‘Succession’: una serie robótica para público robótico
Me parece estupenda para una clase sobre técnicas narrativas y dramáticas, pero insoportable para una noche de viernes

Esto no es un artículo, sino una confesión de cuyos pecados espero me absuelvan. Soy escritor, me interesa mucho la tele y devoro series, incluso series infectas, practicando la coprofagia televisiva. Llevo años comentándolas en este periódico, en la radio y allí donde me dejan, incluso en la propia tele, las pocas veces que la tele se permite analizarse a sí misma. Entre mis amigos abundan los escritores como yo, periodistas con mi misma patología, cinéfilos de toda condición, guionistas y hasta cineastas, todos unánimes en su pasión.
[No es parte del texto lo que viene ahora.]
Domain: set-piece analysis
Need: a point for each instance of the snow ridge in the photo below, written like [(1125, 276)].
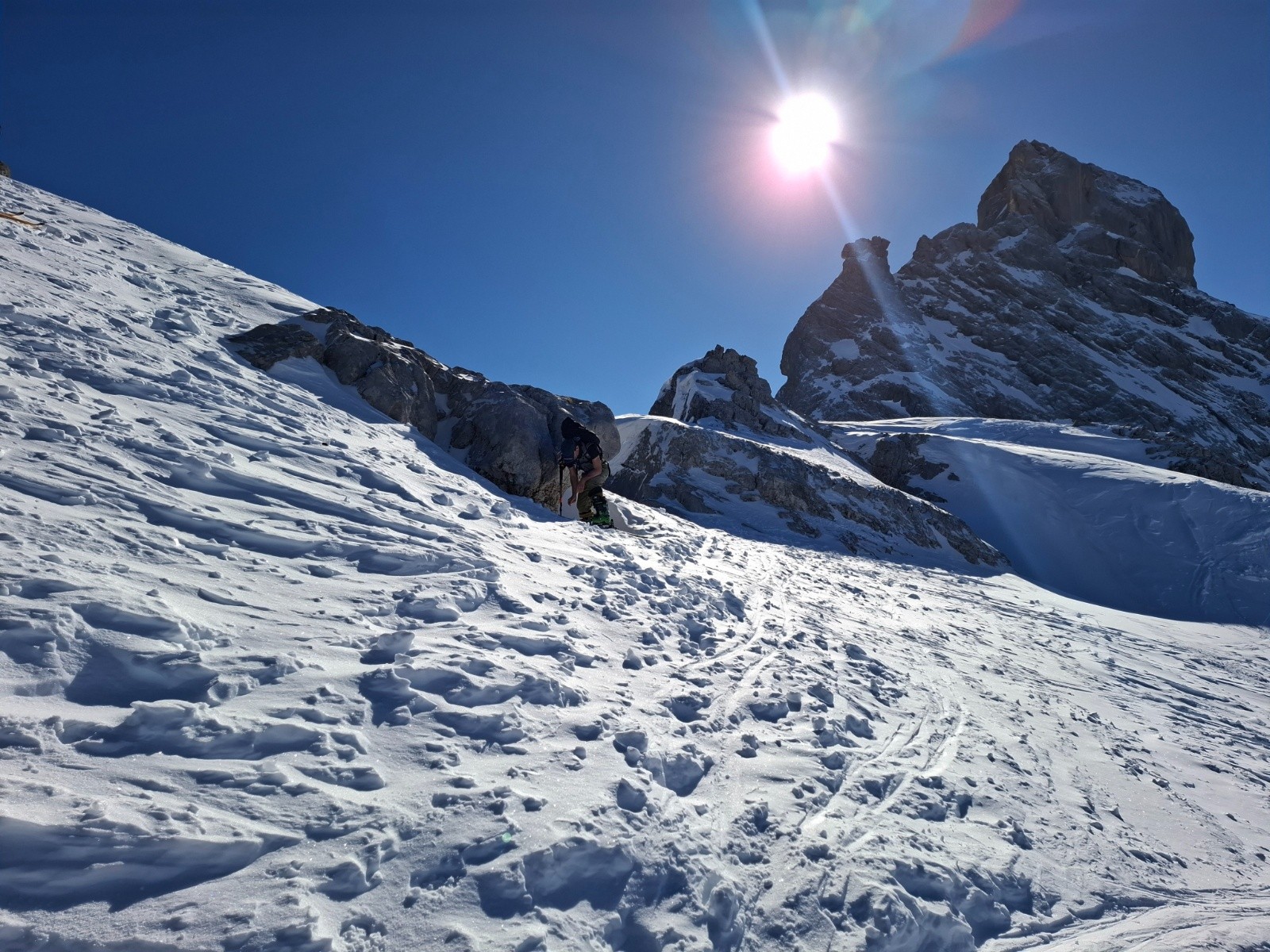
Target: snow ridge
[(277, 673)]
Todos comparten su deleite: “¿Has visto el último episodio?”, preguntan, cinco minutos después de que HBO Max lo haya colgado. “Madre mía, la muerte de Logan”. “Es, sin duda, la mejor secuencia de la historia de las series”. Comentan y recomentan, celebrando la genialidad de los guiones, la grandeza de las interpretaciones y la audacia vanguardista que ha roto las convenciones del drama.
Ante su entusiasmo, opongo una sonrisa educada y un silencio cabizbajo. Tienen razón, no puedo reprocharles sus análisis. Yo también la he visto (vi las dos primeras temporadas del tirón, la tercera a trompicones, y algo de la cuarta, ya como el niño bien educado que se termina el plato para no disgustar a sus anfitriones) y no puedo negar que sus afirmaciones son justas. Pero han hinchado tanto el globo que cualquier disidencia suena a tabú. Decir que Succession te deja frío, que te importa un carajo el destino de los Roy, que no te emocionan el diseño de producción ni los debates sobre el vestuario de los ricos y que incluso te carga sobremanera la autoconciencia con la que está escrita e interpretada, como si guionistas y actores se celebrasen a sí mismos el genio y compitiesen por ver quién lo tiene más grande, decir todo eso, digo, te convierte en un paria. Sé que me desterrarán de la tribu, aunque confío en la bondad de los amigos: yo no les tengo en cuenta lo plastas que se han puesto con la familia Roy.
Que no me guste Succession significa, probablemente, que no me gustan las series. Ya descubrí hace tiempo que no me gusta la literatura, frase que suelto a veces en encuentros literarios y se toma por una boutade, pero es cierto: casi nunca me interesan los libros que entusiasman a los letraheridos. Me aburren las polémicas sobre estilos, géneros y enfoques, y las discusiones entre críticos literarios me suenan tan ajenas como las que se dan entre teólogos. De la literatura me interesa lo mismo que de las series: su capacidad para ampliar la vida, su conexión profunda con ella. Me encanta Kafka, pero deploro casi todo lo que se ha escrito sobre Kafka, por ejemplo.
Por eso, una serie tan brechtiana como Succession, que produce ese distanciamiento perseguido por los grandes dramaturgos del siglo XX, que dibuja a los personajes como personajes y no como personas, dejando la tramoya casi a la vista, me parece estupenda para una clase sobre técnicas narrativas y dramáticas, pero insoportable para una noche de viernes. No es extraño que la gocen los del gremio y aledaños, pero quienes vinimos a esto por la vida y aspiramos a quedarnos por ella nos desesperamos ante su pomposidad. Algo parecido le pasaba a Sorkin y su Ala oeste, pero en Sorkin siempre prevalece la vida. Tras la espesísima selva de su prosa hay un destello de humanismo que emociona. Succession, en cambio, es un buen preludio de la inteligencia artificial. Cuando los guionistas sean ordenadores, escribirán cosas así. Y los más robóticos de los espectadores aplaudirán encantados.